I received a number of comments on my previous blog post, with people stating that my example code wasn't right, either.

For reference, here's my code snippet again:

#include <stdio.h>
void* f();
int main() {
	long* a;
	a=(long*)f();
	printf("%Ld\n", *a);
	return 0;
}

void* f() {
	static long a=84;
	printf("%Ld\n", a);
	return &a;
}

First, let me make one thing perfectly clear: the "a" variable is not on the stack. It is a locally-scoped variable, but it is also declared as static, meaning that it's valid for the entire run of the process; if it were on the stack, then this variable would vanish when the function would end.

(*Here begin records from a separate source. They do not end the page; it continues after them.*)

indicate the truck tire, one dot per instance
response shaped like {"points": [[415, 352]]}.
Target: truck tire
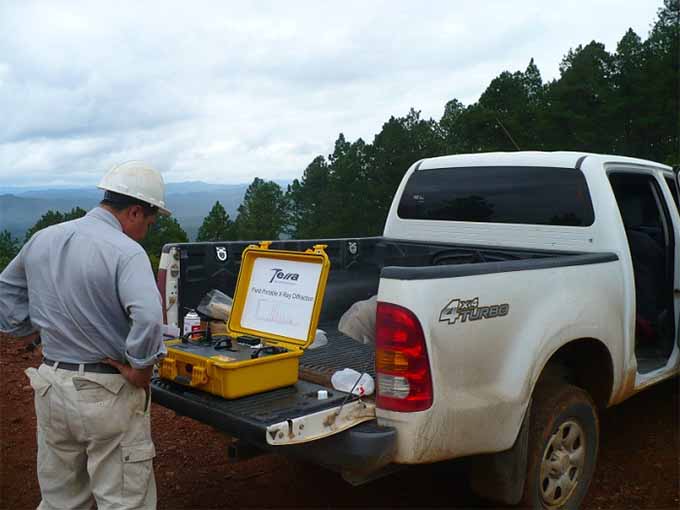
{"points": [[563, 445]]}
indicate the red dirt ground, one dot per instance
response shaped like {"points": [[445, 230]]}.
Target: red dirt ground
{"points": [[639, 463]]}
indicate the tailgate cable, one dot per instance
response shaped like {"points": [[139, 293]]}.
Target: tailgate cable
{"points": [[352, 390]]}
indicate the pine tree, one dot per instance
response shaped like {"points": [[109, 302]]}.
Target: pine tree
{"points": [[217, 226], [263, 215], [53, 218], [9, 247], [166, 230]]}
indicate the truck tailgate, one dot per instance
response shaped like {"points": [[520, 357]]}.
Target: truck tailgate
{"points": [[293, 418]]}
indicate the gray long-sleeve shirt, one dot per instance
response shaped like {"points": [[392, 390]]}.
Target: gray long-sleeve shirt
{"points": [[90, 291]]}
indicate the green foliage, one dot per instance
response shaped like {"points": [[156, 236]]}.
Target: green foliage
{"points": [[622, 103], [165, 230], [217, 226], [9, 247], [54, 217], [263, 215]]}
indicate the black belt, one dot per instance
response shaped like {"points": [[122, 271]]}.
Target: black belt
{"points": [[100, 368]]}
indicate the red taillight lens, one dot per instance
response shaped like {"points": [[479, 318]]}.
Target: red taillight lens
{"points": [[402, 366]]}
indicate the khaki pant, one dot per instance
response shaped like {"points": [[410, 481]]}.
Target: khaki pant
{"points": [[94, 441]]}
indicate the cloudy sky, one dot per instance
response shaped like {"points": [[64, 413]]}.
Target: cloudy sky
{"points": [[225, 91]]}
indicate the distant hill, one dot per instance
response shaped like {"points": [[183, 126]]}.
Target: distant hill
{"points": [[190, 203]]}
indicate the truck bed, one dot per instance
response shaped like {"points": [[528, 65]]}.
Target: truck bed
{"points": [[251, 415]]}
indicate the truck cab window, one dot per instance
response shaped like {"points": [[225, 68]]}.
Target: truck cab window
{"points": [[650, 238], [674, 191], [499, 194]]}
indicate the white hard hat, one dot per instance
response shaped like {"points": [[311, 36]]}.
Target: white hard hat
{"points": [[137, 180]]}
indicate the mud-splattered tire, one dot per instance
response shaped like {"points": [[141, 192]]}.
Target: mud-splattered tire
{"points": [[563, 444]]}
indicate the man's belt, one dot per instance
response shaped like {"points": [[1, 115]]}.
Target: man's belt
{"points": [[99, 368]]}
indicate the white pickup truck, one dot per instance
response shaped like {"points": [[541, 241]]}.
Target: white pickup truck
{"points": [[519, 294]]}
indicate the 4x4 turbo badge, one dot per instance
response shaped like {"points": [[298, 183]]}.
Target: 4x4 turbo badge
{"points": [[469, 309]]}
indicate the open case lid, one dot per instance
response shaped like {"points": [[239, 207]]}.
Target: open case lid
{"points": [[279, 294]]}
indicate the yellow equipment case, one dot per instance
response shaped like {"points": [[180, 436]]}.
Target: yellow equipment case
{"points": [[274, 316]]}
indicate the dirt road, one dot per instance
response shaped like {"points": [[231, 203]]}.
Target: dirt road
{"points": [[639, 465]]}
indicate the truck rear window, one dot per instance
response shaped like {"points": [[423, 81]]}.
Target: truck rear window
{"points": [[499, 194]]}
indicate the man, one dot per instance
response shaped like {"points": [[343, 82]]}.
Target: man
{"points": [[88, 288]]}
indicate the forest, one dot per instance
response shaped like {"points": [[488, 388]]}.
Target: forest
{"points": [[625, 102]]}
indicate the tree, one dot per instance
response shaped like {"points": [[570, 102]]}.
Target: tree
{"points": [[580, 112], [308, 200], [9, 247], [53, 218], [165, 230], [217, 226], [662, 70], [263, 213]]}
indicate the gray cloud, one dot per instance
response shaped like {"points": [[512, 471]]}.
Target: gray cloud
{"points": [[225, 91]]}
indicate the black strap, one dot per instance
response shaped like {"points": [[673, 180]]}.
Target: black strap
{"points": [[99, 368]]}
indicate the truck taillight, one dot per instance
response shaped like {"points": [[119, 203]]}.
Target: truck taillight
{"points": [[402, 366]]}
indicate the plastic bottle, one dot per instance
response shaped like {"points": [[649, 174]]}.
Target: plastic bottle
{"points": [[192, 322]]}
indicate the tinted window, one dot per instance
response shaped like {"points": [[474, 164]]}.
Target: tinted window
{"points": [[499, 194], [674, 190]]}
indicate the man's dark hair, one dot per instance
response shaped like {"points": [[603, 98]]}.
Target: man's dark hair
{"points": [[120, 202]]}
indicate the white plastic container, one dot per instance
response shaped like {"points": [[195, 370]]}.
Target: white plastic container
{"points": [[192, 322]]}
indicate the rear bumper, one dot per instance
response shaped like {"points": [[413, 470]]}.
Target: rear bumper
{"points": [[363, 449]]}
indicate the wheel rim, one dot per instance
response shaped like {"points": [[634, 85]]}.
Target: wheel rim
{"points": [[562, 463]]}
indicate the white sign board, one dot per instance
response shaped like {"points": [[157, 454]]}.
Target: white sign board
{"points": [[281, 296]]}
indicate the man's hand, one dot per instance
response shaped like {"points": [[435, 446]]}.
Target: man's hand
{"points": [[140, 377]]}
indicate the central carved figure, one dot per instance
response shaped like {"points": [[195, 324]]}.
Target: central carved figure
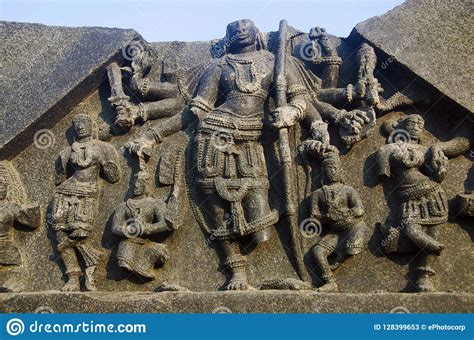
{"points": [[230, 167]]}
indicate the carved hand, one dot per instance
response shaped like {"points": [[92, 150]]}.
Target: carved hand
{"points": [[285, 116], [357, 212], [127, 114], [354, 120], [142, 145], [438, 163]]}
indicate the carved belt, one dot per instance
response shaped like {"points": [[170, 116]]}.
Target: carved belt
{"points": [[418, 191], [261, 93], [232, 190], [235, 127]]}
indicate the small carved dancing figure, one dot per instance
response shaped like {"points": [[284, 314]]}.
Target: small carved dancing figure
{"points": [[75, 201], [12, 211], [415, 172], [135, 222], [339, 208]]}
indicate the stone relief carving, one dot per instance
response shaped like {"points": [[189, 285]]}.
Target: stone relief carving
{"points": [[142, 217], [415, 173], [229, 119], [76, 200], [339, 208], [14, 208], [246, 113]]}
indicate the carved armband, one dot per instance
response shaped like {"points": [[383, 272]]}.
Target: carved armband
{"points": [[296, 90], [201, 104], [349, 93], [152, 133], [300, 105], [144, 89]]}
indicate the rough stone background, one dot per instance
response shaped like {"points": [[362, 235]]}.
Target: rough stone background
{"points": [[193, 264]]}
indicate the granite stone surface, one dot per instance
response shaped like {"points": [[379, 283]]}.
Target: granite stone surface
{"points": [[46, 71], [434, 39]]}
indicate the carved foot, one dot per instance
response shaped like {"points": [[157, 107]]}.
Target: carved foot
{"points": [[89, 282], [425, 285], [237, 284], [72, 285], [438, 248], [285, 284], [170, 287], [328, 287]]}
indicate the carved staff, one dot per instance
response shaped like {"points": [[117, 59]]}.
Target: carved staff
{"points": [[285, 150], [117, 96]]}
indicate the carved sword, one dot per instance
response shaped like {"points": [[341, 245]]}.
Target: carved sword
{"points": [[285, 151]]}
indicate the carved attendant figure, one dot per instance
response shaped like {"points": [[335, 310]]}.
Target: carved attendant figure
{"points": [[338, 207], [10, 213], [75, 201], [416, 171], [135, 221]]}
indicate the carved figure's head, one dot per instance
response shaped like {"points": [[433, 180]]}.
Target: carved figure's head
{"points": [[413, 124], [140, 185], [83, 126], [241, 34], [331, 168], [3, 187]]}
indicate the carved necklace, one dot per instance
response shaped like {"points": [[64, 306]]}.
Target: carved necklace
{"points": [[82, 155], [238, 64]]}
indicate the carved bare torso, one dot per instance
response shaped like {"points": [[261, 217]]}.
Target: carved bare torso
{"points": [[245, 82]]}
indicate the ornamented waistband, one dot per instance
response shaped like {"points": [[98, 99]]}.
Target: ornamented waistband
{"points": [[238, 94], [418, 190], [232, 126]]}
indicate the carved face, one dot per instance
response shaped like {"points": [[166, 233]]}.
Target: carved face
{"points": [[139, 187], [241, 33], [331, 173], [414, 126], [82, 126], [3, 189]]}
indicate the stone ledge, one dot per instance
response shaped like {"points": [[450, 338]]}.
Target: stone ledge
{"points": [[237, 302]]}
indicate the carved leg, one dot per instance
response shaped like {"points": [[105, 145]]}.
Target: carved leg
{"points": [[235, 265], [73, 271], [69, 257], [162, 108], [90, 283], [325, 247], [425, 266], [416, 233], [256, 207]]}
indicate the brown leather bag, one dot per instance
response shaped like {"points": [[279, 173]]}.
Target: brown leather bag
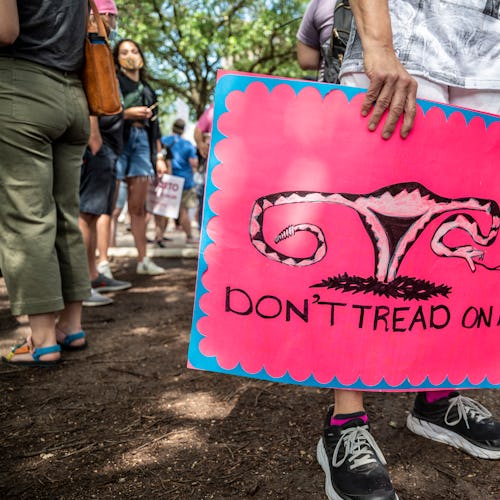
{"points": [[99, 75]]}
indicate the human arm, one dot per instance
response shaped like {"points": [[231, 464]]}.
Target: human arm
{"points": [[193, 161], [9, 22], [391, 86], [307, 57]]}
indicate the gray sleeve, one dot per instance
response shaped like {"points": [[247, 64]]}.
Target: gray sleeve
{"points": [[308, 33]]}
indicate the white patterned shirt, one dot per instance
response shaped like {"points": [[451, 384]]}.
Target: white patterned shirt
{"points": [[452, 42]]}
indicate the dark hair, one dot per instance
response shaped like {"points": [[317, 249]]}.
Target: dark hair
{"points": [[142, 72]]}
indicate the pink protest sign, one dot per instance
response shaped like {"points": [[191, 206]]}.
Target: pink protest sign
{"points": [[330, 257]]}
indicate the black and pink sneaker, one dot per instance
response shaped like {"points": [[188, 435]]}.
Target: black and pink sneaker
{"points": [[352, 462], [458, 421]]}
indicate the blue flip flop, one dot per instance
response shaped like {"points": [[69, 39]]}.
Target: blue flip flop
{"points": [[27, 348], [70, 338]]}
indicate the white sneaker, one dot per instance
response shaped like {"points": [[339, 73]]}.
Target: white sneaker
{"points": [[147, 266], [103, 268]]}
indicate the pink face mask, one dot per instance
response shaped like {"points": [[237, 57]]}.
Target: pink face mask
{"points": [[131, 62]]}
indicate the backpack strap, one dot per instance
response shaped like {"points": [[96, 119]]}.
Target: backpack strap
{"points": [[332, 51]]}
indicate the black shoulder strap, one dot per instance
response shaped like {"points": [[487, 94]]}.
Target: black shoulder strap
{"points": [[342, 20]]}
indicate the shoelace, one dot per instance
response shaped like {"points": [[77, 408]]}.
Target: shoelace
{"points": [[466, 407], [359, 447]]}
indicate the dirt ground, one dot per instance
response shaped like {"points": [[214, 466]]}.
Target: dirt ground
{"points": [[126, 419]]}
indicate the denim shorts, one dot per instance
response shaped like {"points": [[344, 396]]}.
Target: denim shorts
{"points": [[98, 181], [121, 199], [135, 160]]}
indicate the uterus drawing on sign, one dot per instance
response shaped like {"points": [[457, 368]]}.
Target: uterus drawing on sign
{"points": [[394, 217]]}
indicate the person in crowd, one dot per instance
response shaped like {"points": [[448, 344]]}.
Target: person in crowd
{"points": [[200, 179], [160, 220], [98, 181], [184, 164], [204, 126], [142, 144], [202, 134], [42, 254], [397, 63]]}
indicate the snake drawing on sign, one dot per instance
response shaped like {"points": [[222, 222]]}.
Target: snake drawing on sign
{"points": [[394, 217]]}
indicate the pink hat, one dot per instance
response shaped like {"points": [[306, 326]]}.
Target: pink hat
{"points": [[106, 7]]}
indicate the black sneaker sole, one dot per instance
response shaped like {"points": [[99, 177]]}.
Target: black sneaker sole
{"points": [[323, 460], [441, 435]]}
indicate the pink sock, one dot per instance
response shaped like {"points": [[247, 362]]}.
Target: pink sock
{"points": [[433, 396], [343, 419]]}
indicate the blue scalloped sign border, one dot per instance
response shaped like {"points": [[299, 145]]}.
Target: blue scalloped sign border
{"points": [[233, 81]]}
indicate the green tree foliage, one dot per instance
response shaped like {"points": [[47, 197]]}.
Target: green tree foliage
{"points": [[187, 41]]}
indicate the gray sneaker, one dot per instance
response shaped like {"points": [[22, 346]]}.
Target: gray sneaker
{"points": [[96, 300], [104, 268], [105, 284]]}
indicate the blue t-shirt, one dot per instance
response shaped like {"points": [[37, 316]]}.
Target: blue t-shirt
{"points": [[182, 151]]}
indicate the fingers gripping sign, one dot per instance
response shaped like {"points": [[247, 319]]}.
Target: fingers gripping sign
{"points": [[392, 92]]}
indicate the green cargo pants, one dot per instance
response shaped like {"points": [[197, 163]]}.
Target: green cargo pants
{"points": [[44, 127]]}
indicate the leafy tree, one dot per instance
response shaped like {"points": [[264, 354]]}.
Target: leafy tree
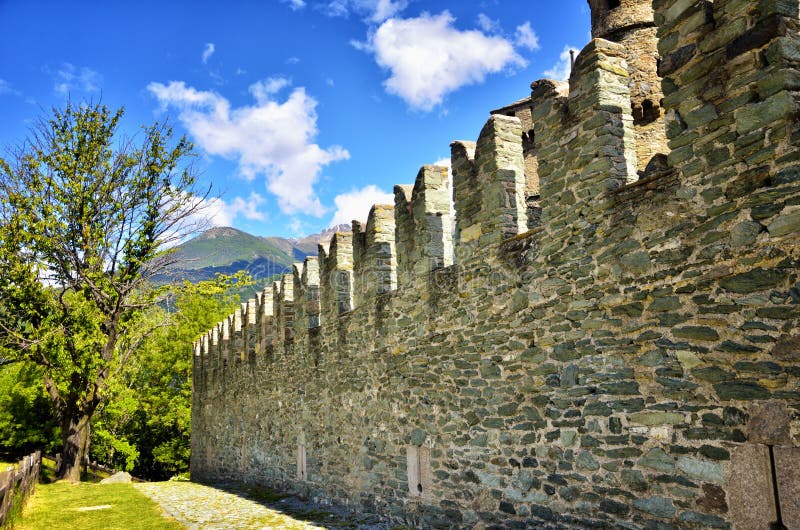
{"points": [[84, 216], [26, 418]]}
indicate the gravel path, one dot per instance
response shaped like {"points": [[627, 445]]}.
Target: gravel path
{"points": [[199, 506]]}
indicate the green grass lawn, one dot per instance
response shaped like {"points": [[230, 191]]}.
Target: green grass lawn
{"points": [[112, 506]]}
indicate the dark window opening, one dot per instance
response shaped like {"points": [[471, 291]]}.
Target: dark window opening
{"points": [[775, 525], [528, 139]]}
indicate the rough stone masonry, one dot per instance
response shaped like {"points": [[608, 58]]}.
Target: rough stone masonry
{"points": [[606, 340]]}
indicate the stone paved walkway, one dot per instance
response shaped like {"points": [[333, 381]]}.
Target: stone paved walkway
{"points": [[198, 506]]}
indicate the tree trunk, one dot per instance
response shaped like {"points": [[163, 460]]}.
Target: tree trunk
{"points": [[74, 433]]}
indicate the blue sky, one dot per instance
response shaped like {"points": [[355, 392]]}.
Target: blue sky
{"points": [[303, 112]]}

Yes, it's wrong to return a pointer to a variable on the stack, since there's no guarantee that the stack value will still be valid; but I'm not doing that.

Alternative implementations could've used a global variable, or could've malloc()'ed a pointer; but the compiled assembly code for my C code will only differ from a version with a global variable in the used label for the variable's location, and in the lack of an extra function call from a version that uses malloc().

Second, no, using A0 as a return value for pointers is not a bug in the compiler, and has not been since 1990, when this interesting book entitled "System V ABI Motorola 68000 Processor Family Supplement" was written. Allow me to quote a snippet from page 3-14 of that book:

%a0Pointer return values appear in %a0. When calling a function that returns a structure or union, the caller allocates space for the return value and sets %a0 to its address. A function that returns a structure or union value places the same address in %a0 before it returns.

To this day, ELF-conforming implementations do it this way. Really. Go look it up, if you wish; the ISBN is 0-13-877663-6.